What we will probably need, in the coming years, is art that can be of the moment and beyond it, that can respond to the crackling times we are in without being utterly consumed by them. Art will need to subvert again; it will need to upend expectations and go in directions we haven’t yet conceived. And it will need to begin reaching everyone—the broad masses who don’t share my politics. It can feel like, in 2021, that novels and museum exhibitions are being created for a faction of the Democratic Party. This is the faction that lives in large cities, attended graduate school, and speaks the proper jargon. The culture has satiated them because it is their culture. If creation is just for these elites, it will leave many others out.
For fiction I would suggest looking at the wave of recent SFF writing that handles this balance really well. Maybe it's because they're less unencumbered by realism but writers like NK Jemisin, Charlie Jane Anders, RF Kuang, and Nick Harkaway (among others) are all doing really interesting and fresh stuff, and dealing with political issues and the genres' own histories of racism and sexism etc. in new ways, without falling into the kind of box-checking you're describing.

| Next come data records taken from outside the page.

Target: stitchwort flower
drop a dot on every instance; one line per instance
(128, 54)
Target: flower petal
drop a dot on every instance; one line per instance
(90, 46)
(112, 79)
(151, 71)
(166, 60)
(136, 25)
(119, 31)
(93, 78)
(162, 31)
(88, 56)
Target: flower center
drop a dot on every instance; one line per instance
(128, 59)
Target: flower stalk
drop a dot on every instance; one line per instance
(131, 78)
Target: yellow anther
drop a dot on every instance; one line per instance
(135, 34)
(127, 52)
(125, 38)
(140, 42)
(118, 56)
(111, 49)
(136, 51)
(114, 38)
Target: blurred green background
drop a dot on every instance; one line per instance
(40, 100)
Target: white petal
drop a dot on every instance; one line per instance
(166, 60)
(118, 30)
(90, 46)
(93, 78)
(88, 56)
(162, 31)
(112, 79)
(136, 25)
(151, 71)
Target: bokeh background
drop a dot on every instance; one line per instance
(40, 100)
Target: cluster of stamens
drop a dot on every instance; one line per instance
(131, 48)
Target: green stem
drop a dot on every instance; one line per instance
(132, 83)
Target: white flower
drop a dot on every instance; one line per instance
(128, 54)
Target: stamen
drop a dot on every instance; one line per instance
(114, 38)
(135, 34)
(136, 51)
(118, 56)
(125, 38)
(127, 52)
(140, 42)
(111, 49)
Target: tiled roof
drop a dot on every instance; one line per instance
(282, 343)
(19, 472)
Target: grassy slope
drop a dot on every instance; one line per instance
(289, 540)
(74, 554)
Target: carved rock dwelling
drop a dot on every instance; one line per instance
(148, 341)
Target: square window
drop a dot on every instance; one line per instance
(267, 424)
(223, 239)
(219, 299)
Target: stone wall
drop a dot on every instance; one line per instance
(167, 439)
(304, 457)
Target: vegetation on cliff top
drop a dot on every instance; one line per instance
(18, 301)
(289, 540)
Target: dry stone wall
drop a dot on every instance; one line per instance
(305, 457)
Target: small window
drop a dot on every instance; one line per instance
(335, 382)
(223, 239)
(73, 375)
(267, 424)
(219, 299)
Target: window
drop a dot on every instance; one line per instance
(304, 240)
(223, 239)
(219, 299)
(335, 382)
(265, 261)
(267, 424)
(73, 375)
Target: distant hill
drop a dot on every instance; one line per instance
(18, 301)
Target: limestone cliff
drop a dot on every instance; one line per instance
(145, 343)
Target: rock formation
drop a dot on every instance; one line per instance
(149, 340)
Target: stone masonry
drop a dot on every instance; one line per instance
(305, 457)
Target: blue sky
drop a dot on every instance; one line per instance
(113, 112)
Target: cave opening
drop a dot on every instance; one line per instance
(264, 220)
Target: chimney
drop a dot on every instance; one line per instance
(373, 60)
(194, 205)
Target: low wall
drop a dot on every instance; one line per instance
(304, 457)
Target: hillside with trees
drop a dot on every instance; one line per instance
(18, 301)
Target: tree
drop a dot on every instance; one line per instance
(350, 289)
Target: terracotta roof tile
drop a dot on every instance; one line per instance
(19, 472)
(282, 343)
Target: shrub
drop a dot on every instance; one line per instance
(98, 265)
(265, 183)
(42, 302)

In my opinion, your understanding of art is superficial, nd you appear to lack knowledge of historical precedents or even how to read what is in front of your eyes. I am a subscriber and value your political opinions, but this is my field, and your column is flat, flat flat. ( I read it, back when you first posted it, but time has not improved it.) Simply put, you cannot possibly guess how work will be read in the future, or even the present, by different audiences--all meaning is contextual. Further, there is no such thing as a universal art, any more than there is a universal audience. Finally, what's your problem with propaganda, again?--and who should make it if not artists?